Purpose of Study
Traumatic OHCA has a very grave prognosis and most will regard attempted resuscitation as futile. This study aims to describe the characteristics and outcomes of traumatic OHCA.
Materials and Methods
This is a retrospective case record review. Inclusion criteria included all patients who suffered a traumatic OHCA conveyed by emergency medical services (EMS) to our Emergency Department (ED) from 1st Aug 2012 to 31st Aug 2014. Exclusion criteria included patients declared dead at scene. Data collection followed Utstein style. EMS data were extracted from National Cardiac Arrest registry. Data of patients admitted were extracted from inpatient electronic case records.
All OHCA were conveyed by EMS to Emergency Departments for continued care. Paramedic are trained in advanced life support (ALS).
Between August 2012 and August 2014, our ED received 888 OHCA of which 16 (1.8%) had a traumatic etiology. The median age (IQR) of traumatic OHCA was 50 (21-79) years and 13 (81%) were males. 6 cases were not witnessed, 7 witnessed by layperson, and 3 by EMS ambulance. 2 received bystander CPR. None had bystander AED applied. 12 (75%) cases happened in the daytime (0800-1959hrs).
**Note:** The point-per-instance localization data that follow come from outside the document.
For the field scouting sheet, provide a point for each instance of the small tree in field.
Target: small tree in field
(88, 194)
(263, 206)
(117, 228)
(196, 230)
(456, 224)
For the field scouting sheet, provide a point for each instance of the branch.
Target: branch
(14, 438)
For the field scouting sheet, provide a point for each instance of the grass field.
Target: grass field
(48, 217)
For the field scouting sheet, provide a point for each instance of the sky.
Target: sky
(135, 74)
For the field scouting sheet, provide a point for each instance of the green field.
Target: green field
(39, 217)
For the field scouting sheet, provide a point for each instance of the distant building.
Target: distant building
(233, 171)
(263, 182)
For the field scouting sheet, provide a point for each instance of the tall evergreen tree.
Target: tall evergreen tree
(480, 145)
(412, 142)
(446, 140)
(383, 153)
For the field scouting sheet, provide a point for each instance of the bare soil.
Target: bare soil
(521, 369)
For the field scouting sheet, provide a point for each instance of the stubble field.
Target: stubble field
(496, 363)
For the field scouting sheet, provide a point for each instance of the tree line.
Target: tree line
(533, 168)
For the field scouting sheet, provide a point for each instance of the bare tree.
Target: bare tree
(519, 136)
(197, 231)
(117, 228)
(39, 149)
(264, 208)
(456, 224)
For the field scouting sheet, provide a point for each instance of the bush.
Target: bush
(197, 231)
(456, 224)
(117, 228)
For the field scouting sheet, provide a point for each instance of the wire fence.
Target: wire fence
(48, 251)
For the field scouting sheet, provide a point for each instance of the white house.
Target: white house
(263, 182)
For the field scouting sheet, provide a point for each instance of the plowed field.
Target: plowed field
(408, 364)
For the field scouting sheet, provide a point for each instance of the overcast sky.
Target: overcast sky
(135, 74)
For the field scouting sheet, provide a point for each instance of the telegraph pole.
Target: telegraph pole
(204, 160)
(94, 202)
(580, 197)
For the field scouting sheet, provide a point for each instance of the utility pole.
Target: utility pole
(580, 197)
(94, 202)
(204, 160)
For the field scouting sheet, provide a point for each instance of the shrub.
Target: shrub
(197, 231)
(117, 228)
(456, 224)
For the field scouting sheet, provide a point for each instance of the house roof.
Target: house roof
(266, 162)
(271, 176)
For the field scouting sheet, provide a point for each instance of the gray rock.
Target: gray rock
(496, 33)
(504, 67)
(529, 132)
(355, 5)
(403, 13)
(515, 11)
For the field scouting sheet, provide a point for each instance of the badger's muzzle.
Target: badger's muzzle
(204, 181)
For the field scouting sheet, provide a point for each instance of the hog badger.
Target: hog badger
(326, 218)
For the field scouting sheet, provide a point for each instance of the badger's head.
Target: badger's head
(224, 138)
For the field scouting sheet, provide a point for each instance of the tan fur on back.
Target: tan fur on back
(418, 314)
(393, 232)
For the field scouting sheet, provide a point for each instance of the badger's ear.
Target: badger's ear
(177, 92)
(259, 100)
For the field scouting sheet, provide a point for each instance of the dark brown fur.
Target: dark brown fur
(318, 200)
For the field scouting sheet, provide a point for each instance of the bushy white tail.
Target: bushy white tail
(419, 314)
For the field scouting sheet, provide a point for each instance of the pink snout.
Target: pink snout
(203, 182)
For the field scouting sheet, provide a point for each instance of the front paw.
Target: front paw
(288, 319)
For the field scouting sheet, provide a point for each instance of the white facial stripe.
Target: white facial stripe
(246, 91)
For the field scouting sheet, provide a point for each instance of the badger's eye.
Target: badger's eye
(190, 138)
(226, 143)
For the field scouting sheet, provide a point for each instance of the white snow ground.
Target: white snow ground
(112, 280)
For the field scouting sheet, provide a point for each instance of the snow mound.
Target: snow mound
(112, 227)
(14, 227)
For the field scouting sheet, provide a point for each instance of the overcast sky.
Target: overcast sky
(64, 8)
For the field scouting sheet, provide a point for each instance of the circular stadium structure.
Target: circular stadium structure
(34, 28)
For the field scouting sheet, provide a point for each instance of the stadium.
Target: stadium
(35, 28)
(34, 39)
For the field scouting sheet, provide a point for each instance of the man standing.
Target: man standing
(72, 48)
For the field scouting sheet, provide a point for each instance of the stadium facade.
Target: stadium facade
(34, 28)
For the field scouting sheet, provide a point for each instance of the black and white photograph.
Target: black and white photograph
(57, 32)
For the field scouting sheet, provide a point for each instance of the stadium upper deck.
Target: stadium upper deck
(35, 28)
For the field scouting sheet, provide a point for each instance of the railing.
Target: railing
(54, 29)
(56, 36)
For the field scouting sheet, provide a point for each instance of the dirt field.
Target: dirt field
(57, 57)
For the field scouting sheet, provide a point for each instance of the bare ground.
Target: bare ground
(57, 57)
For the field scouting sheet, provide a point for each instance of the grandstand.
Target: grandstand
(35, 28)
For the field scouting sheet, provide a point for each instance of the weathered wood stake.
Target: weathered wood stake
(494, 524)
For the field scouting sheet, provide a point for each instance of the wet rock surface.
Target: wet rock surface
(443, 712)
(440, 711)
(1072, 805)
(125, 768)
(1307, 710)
The first presenting rhythms by EMS were 6 asystole, 8 PEA, 1 VT and 1 VF. EMS attempted defibrillation in 2; 10 had advanced airway by LMA; 3 received adrenaline. All patient was conveyed to our ED.
In ED, 11 had asystole and 5 PEA as first rhythm. None received defibrillation. 15 (94%) were intubated by ETT. 15 (94%) received further doses of adrenaline. None received additional drugs (atropine, amiodarone, bicarbonate, lidocaine). 3 had ROSC. None had TTM. 15 (94%) died in ED. 1 admitted to hospital, subsequently died in hospital.
Prognosis for traumatic OHCA was dismayed, regardless of EMS initial presenting rhythm.